SciWIND at IPDPS 2026
This May CCL third-year PhD student Jin Zhou traveled to New Orleans for IPDPS 2026, the 40th IEEE International Parallel & Distributed Processing Symposium, held at the Marriott on Canal Street from May 25 to 29. He presented our paper SciWIND: Effectively Exploiting Node-Local Storage for Data-Intensive High-Energy Physics Workflows, which looks at how to use node-local scratch more deliberately when large HEP workflows run on opportunistic clusters and workers fail mid-run. The talk was a nice cap on a line of work the lab has been pushing through TaskVine and our HEP collaborations, and it was good to put the system in front of people who live with scheduling, storage, and workflow engines every day.

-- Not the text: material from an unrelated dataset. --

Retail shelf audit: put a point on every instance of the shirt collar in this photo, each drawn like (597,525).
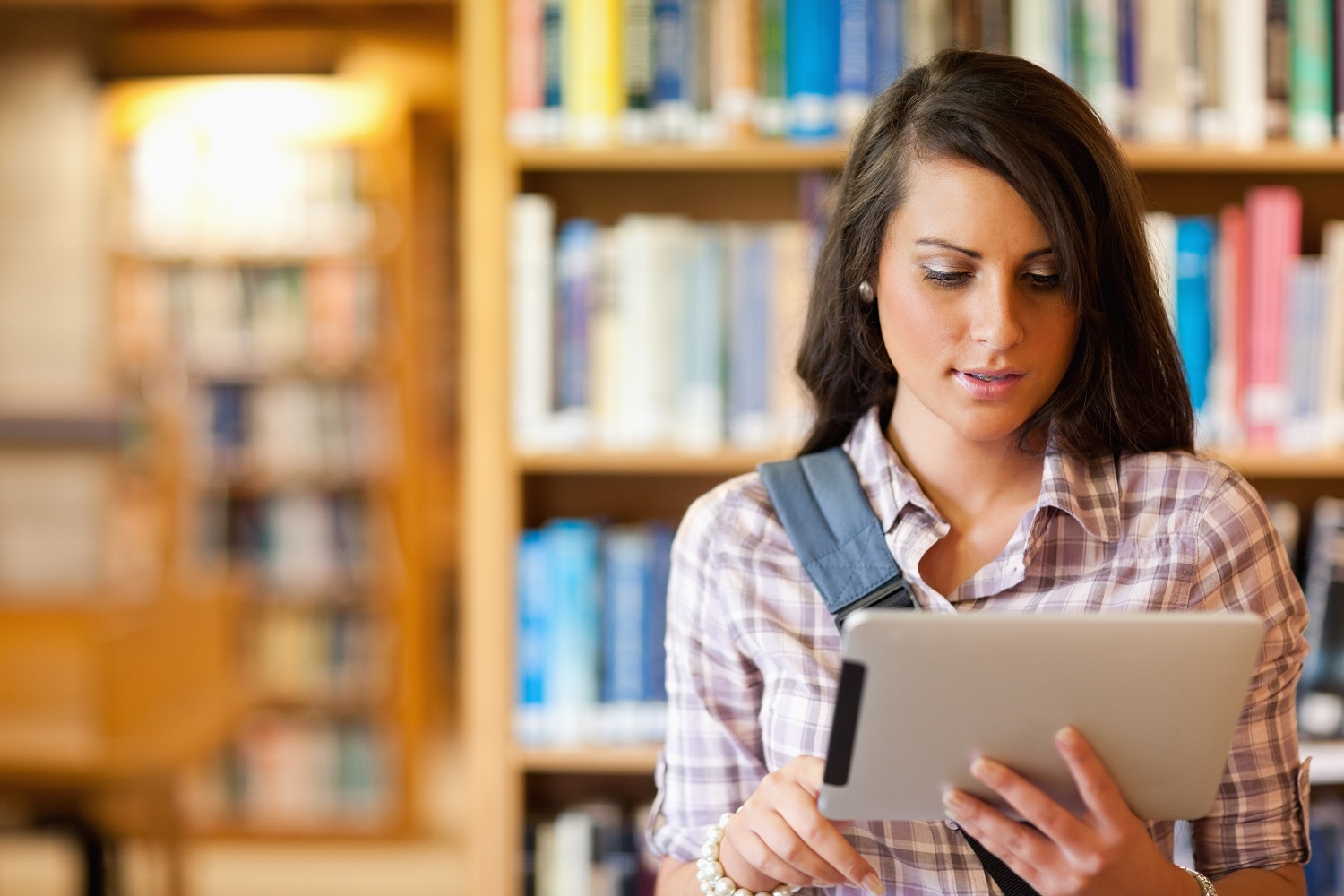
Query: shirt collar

Between sessions Jin followed the conference program: tutorials and workshops on the first two days, then the main track, keynotes, and plenty of hallway conversations. IPDPS still has that familiar mix of parallel algorithms, distributed systems, and applications at scale. AI was clearly a hot topic this year, showing up in keynotes, panels, and hallway chats about training and inference at scale. A few questions after the SciWIND talk turned into longer conversations about eviction recovery, disk pressure on shared filesystems, and where workflow runtimes should own policy versus leave it to the user. New Orleans helped too, with late walks along Canal Street and coffee between sessions that made the week feel less like a sprint and more like a real meeting of the community.
Thanks to everyone who came to the SciWIND session and to the IPDPS organizers for another smooth run. We are glad the paper is out in the proceedings and happy to keep the conversation going with groups wrestling with the same storage and resilience headaches in production science workflows.